Judging by the long faces of the Minnesota agriculture officials who'd gathered on a hillside to admire red apple trees at Pine Tree Apple Orchard just on the edge of the Twin Cities last Thursday to mark sustainability efforts, few observers expected a long-stalled Congress to pass the farm industry's safety net, which dates to the Great Depression.

"Disappointment, not shock," said Thom Petersen, Minnesota Department of Agriculture commissioner, following a wagon ride around the property. "It just brings a lot of uncertainty to everything."

Once a bastion of bipartisan bromides and cooperation, the farm bill, with a price tag expected to top out at $1.5 trillion, has succumbed to the politics of Washington, D.C. Earlier this year, the House Agriculture Committee on a mostly party line vote approved a bill from Chair Glenn "GT" Thompson, a Pennsylvania Republican, drawing accolades from lobbies for staple, Midwestern commodities, such as corn and soybeans, and dairy and pork producers.

But even in May, there was widespread concern the bill didn't have enough backing from Democrats in a chamber nearly evenly divided between the parties.

"For the farm bill to be successfully reauthorized this year," Harold Wolle, a past president of the National Corn Growers Association and a farmer outside Madelia, Minn., said in a prepared statement this spring, "there will ultimately need to be broad support from members of both parties."

By September, after months of no movement in Congress, Zippy Duvall, the leader of the nation's largest farmer organization, the American Farm Bureau Federation, said Congress was "failing America's families."

"It's been more than 100 days since the House Agriculture Committee passed a bipartisan bill that addresses the needs of farm and ranch families," said Duvall, in early September. "Since then, there has been no action in either chamber."

The bill's expiration date does not mean programs at the U.S. Department of Agriculture have run out of money. That won't, technically, start to happen until the new year, say political observers. Still, the failure to reauthorize casts a pall over farm policymakers.

"I think [farmers] feel a sense of urgency," said Stu Lourey, government relations director for Minnesota Farmers Union, who also toured the White Bear Lake orchard. "But folks understand reauthorization isn't easy in the current political context."

Among the top critics of the House version of the bill remain differences on the nutrition title, which comprises some 80% of the bill, and sustainability efforts in an industry that, by various measurements, comprises up to 10% of the nation's greenhouse gases.

Hunger relief organizations cite Congressional Budget Office estimates to argue Thompson's proposal would cut roughly $30 billion from food stamps, cutting benefits for 40 million people beginning in 2027.

Many Democratic have also vowed to stick by so-called "climate-smart" dollars greenlit by the Inflation Reduction Action, including $20 billion over five years to programs for landowners to reduce greenhouse gas emissions and boost carbon storage.

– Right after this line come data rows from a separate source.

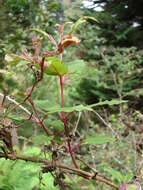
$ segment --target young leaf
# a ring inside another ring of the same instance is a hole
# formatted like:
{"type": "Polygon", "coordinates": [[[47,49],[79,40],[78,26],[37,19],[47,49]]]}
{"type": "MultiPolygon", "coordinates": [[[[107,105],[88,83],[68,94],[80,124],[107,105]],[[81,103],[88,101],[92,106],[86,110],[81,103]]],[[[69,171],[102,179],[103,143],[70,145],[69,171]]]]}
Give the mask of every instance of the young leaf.
{"type": "MultiPolygon", "coordinates": [[[[35,67],[40,68],[40,65],[36,64],[35,67]]],[[[58,58],[47,58],[44,72],[47,75],[63,76],[68,72],[68,68],[58,58]]]]}
{"type": "Polygon", "coordinates": [[[96,20],[96,18],[90,17],[90,16],[84,16],[84,17],[78,19],[78,20],[75,22],[75,24],[72,26],[72,29],[71,29],[71,31],[70,31],[70,34],[72,34],[72,33],[78,28],[79,25],[81,25],[81,24],[83,24],[83,23],[85,23],[85,22],[87,22],[87,21],[89,21],[89,20],[92,20],[92,21],[98,23],[98,21],[96,20]]]}

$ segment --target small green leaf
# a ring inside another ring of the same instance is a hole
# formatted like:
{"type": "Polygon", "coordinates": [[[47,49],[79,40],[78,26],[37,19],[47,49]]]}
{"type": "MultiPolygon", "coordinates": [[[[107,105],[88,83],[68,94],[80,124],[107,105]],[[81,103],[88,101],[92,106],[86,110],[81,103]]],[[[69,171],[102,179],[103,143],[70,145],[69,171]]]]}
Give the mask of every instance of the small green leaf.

Farming and climate change mitigation efforts remain a stubborn fight in farm country, where there is no political consensus on how to incentivize greener techniques.

Still, producers feel the heat, literally. Last Thursday, at the orchard, farmers and state officials in temperatures resembling the State Fair more than late September stood baking under a midday sun while John Jacobson, the orchard's owner, spoke about missing those average summer temperatures. Instead, the mercury bounces up and down during the prime growing months.

"Minnesotans are feeling the impact of climate change from higher temperatures to more extreme storms with more intense flooding," said Lt. Gov. Peggy Flanagan.

Regarding the political climate, most say the Farm Bill's next best chance for passage is the lame-duck session of Congress.

Repeating a refrain he heard from advocates during a recent barnstorming trip to Washington, D.C., Lourey said "next year is not our friend," suggesting few are willing to wait for a new Congress and president in 2025 to decide the bill's fate.